Direct electrophysiological imaging software algorithm architecture is divided into five layers, as outlined in Figure 1A. Data acquisition: automated data collection. A fixed stimulation protocol of TMS in varying intensities and frequencies, introduced to specific pre-determined locations on the skull, ensuring accuracy of the acquired TEP data. (B) Online data check: automated and continuous evaluation of the collected data quality for optimal collection at minimum acquisition time.

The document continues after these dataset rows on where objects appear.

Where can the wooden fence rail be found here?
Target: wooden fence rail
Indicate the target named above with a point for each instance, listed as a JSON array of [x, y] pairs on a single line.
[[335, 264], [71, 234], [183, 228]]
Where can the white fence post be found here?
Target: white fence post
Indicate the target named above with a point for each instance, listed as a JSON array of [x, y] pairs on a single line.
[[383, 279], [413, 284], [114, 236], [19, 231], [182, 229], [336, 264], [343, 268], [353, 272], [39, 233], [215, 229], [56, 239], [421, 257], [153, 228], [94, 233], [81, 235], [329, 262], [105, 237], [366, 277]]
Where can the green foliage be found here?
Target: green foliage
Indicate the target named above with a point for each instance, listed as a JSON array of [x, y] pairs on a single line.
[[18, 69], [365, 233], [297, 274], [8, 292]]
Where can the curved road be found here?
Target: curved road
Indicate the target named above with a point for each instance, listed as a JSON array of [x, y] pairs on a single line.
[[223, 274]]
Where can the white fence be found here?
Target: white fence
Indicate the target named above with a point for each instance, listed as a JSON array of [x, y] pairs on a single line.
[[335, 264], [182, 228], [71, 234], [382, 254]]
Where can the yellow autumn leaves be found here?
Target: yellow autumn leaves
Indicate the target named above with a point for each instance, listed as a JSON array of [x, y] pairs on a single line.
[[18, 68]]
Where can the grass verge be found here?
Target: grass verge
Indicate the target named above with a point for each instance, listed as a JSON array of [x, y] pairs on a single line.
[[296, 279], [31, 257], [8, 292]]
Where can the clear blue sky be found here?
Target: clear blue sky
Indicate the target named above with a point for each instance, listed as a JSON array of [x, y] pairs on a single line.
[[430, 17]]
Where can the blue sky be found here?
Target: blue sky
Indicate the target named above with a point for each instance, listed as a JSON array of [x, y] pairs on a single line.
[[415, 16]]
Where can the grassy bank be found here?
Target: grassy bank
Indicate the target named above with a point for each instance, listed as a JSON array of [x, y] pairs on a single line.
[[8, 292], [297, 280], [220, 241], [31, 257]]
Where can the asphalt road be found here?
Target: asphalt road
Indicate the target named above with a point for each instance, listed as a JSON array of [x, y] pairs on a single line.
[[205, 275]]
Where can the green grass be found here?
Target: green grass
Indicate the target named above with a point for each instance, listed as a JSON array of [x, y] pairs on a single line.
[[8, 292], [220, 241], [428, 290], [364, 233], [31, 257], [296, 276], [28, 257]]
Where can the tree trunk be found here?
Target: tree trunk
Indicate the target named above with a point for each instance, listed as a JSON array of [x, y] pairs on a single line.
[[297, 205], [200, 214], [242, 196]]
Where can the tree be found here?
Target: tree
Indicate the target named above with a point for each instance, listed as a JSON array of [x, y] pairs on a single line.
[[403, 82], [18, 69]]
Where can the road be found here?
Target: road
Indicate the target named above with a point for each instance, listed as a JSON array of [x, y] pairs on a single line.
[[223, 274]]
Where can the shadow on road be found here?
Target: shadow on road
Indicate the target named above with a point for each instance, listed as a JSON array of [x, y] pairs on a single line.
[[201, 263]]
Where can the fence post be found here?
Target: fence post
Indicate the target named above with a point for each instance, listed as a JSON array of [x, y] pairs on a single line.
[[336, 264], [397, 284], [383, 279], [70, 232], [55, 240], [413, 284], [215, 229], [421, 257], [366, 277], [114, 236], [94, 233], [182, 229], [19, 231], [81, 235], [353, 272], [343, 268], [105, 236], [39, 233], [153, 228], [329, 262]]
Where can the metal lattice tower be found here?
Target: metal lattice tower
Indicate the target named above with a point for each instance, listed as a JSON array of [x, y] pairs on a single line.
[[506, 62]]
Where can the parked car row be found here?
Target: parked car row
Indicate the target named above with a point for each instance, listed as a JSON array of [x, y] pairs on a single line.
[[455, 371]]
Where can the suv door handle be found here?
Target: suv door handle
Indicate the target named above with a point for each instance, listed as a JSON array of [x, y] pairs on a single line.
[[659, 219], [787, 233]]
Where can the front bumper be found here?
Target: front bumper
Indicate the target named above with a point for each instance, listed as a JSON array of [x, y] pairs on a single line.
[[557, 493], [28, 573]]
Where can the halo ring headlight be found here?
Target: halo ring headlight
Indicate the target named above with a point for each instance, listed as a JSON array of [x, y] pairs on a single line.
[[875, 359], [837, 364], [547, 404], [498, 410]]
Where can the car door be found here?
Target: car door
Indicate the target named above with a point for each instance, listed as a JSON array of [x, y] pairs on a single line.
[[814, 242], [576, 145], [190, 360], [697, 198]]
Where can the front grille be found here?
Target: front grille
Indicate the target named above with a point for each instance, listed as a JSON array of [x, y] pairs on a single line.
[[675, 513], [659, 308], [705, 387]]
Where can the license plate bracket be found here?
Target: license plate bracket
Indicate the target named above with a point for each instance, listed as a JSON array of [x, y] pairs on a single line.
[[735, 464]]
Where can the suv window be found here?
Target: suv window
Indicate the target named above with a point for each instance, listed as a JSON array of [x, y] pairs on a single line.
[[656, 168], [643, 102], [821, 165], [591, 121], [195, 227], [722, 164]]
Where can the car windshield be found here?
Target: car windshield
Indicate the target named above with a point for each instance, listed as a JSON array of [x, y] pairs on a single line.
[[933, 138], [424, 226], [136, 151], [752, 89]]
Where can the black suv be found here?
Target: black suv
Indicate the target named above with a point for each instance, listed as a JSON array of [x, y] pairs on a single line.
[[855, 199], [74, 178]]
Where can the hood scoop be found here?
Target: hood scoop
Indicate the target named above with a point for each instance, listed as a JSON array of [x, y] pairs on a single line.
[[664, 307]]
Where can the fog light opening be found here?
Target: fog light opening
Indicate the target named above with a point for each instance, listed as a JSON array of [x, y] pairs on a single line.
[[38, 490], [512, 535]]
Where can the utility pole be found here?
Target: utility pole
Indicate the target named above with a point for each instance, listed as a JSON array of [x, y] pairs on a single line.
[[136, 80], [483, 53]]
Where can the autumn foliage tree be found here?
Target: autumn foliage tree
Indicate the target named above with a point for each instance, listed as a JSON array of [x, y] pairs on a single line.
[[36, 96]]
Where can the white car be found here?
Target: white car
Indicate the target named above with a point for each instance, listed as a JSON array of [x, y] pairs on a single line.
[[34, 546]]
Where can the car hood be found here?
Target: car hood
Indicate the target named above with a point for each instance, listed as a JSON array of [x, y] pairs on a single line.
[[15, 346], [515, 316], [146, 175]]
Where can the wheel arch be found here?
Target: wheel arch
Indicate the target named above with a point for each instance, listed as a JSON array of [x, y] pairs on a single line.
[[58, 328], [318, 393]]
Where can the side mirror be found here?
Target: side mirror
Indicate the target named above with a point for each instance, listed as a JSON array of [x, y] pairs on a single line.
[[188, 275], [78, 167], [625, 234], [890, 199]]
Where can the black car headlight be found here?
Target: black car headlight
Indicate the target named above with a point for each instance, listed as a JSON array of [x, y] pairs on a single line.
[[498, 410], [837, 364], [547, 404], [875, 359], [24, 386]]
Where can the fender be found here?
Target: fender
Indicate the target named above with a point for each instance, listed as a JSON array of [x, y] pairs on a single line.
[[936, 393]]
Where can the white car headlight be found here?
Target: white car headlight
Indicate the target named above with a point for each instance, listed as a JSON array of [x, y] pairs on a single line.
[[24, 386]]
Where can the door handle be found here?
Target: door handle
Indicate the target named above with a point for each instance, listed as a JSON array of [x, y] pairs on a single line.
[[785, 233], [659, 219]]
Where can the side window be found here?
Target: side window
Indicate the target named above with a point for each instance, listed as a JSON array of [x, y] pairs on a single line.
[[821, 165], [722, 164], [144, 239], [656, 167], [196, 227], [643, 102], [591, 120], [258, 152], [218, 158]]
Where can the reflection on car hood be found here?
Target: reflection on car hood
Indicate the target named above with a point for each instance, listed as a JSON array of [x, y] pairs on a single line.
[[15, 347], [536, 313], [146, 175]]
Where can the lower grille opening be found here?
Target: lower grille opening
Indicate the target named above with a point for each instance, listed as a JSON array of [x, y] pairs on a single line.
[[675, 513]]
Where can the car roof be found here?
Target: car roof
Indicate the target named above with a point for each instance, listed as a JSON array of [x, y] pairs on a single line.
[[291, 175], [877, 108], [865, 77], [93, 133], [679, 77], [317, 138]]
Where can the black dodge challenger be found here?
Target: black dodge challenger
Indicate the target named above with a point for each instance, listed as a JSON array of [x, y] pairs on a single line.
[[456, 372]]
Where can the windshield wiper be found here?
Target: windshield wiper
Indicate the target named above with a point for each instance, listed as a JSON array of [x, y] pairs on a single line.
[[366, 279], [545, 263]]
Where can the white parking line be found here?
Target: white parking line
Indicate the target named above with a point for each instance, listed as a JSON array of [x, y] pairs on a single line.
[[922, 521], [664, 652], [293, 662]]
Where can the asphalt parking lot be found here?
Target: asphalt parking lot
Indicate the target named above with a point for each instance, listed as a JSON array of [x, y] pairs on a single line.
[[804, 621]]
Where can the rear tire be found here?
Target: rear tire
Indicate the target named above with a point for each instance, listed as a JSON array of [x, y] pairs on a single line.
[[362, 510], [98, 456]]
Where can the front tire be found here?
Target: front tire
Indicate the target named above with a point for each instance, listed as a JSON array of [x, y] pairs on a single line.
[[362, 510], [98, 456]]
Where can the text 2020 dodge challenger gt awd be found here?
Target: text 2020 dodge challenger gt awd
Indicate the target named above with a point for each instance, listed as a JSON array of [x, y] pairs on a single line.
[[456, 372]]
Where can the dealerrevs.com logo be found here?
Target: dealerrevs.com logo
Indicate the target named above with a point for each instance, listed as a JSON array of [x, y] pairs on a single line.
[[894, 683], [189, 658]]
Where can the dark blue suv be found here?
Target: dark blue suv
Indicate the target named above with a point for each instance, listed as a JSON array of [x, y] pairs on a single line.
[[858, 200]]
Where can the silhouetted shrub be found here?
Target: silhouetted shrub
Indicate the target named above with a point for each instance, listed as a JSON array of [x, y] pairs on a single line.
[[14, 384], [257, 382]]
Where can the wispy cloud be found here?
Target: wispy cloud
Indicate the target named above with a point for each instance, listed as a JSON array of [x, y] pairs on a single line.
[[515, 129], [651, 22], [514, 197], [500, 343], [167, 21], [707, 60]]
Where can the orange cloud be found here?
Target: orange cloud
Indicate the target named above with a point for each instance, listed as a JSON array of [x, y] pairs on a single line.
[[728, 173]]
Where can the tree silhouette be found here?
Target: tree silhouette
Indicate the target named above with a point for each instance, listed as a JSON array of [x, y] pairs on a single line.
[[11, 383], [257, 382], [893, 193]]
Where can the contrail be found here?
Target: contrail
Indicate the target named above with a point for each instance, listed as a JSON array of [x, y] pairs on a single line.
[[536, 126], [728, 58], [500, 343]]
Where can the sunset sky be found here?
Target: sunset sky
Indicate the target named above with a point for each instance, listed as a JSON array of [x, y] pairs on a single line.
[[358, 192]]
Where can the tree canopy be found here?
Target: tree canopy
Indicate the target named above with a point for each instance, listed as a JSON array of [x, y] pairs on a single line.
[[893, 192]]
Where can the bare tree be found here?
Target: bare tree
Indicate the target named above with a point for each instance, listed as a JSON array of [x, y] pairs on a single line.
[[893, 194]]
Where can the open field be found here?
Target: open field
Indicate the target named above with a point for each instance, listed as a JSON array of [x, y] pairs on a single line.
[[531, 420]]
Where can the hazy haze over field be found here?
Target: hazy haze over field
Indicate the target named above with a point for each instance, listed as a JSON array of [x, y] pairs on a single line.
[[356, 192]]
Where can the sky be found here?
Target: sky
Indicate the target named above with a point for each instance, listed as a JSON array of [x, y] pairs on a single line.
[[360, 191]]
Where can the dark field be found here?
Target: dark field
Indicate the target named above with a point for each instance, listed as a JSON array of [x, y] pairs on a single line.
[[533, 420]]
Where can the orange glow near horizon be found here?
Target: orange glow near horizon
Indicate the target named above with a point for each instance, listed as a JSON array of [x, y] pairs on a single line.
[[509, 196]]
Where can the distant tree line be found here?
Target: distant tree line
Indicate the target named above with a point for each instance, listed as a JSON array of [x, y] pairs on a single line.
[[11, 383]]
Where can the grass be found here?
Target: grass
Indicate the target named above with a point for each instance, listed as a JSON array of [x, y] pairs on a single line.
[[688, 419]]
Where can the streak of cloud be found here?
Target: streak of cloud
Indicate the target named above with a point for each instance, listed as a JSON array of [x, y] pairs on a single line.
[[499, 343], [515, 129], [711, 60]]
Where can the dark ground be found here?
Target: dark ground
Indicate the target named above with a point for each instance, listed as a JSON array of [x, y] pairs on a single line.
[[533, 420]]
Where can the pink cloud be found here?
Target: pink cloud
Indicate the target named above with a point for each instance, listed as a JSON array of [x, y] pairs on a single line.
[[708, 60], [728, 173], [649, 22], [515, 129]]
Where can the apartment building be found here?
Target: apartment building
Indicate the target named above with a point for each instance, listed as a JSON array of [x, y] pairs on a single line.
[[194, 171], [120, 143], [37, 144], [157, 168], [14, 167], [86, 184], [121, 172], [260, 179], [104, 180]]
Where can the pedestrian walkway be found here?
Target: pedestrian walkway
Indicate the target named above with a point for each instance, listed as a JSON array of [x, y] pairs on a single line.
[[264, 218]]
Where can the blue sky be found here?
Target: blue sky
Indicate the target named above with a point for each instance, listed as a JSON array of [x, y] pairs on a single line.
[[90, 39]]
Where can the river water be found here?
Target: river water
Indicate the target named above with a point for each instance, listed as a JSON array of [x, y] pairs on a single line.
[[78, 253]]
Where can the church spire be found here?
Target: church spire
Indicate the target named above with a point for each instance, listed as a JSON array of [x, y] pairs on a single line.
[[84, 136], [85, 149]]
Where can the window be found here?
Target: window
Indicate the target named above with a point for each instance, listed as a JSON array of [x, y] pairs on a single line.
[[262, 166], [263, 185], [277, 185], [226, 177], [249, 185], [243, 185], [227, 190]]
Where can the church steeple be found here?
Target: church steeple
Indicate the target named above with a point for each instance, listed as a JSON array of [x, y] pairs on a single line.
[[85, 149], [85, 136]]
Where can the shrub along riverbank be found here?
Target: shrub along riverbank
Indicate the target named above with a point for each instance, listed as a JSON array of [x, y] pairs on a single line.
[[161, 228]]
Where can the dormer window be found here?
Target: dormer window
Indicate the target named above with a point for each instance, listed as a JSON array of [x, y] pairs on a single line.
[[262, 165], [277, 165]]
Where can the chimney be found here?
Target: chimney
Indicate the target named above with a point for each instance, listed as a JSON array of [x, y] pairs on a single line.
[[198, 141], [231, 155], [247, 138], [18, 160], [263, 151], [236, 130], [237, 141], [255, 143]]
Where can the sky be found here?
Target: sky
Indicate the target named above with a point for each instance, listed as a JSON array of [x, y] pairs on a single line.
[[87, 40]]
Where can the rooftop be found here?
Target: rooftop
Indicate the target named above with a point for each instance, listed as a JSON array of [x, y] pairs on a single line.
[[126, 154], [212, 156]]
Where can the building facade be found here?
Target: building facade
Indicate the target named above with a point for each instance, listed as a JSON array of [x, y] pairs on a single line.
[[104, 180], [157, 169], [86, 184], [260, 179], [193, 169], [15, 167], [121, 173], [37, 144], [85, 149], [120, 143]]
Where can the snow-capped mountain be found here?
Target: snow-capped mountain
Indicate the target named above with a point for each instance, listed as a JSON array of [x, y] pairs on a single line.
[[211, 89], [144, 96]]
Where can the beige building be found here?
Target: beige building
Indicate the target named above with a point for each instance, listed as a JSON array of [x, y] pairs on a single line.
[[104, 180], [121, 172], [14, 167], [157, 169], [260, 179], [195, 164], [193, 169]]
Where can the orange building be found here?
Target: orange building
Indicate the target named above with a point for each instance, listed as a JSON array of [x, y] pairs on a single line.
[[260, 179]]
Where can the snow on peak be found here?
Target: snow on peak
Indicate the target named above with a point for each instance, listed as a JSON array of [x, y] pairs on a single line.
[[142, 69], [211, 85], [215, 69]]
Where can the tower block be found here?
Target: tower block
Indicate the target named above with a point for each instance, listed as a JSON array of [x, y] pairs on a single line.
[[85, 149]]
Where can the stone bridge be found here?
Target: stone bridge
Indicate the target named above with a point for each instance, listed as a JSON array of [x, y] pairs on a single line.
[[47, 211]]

The online data check ensures a continuous online feedback of data quality. (C) Data pre- processing: automated rapid cleaning of data following acquisition. (D) Data analysis and features extraction: measured signal features are extracted and calculated for determining the relevant electrophysiological parameters of DELPHI physiological profiling. (E) Classification of population subgroups. DELPHI electrophysiological parameters constitute the subject network physiological profiling, which is displayed as numeric raw values. The reliability of DELPHI as a state and disease classification tool increases with the growth in the quantity of collected neuro-physiological biomarkers data.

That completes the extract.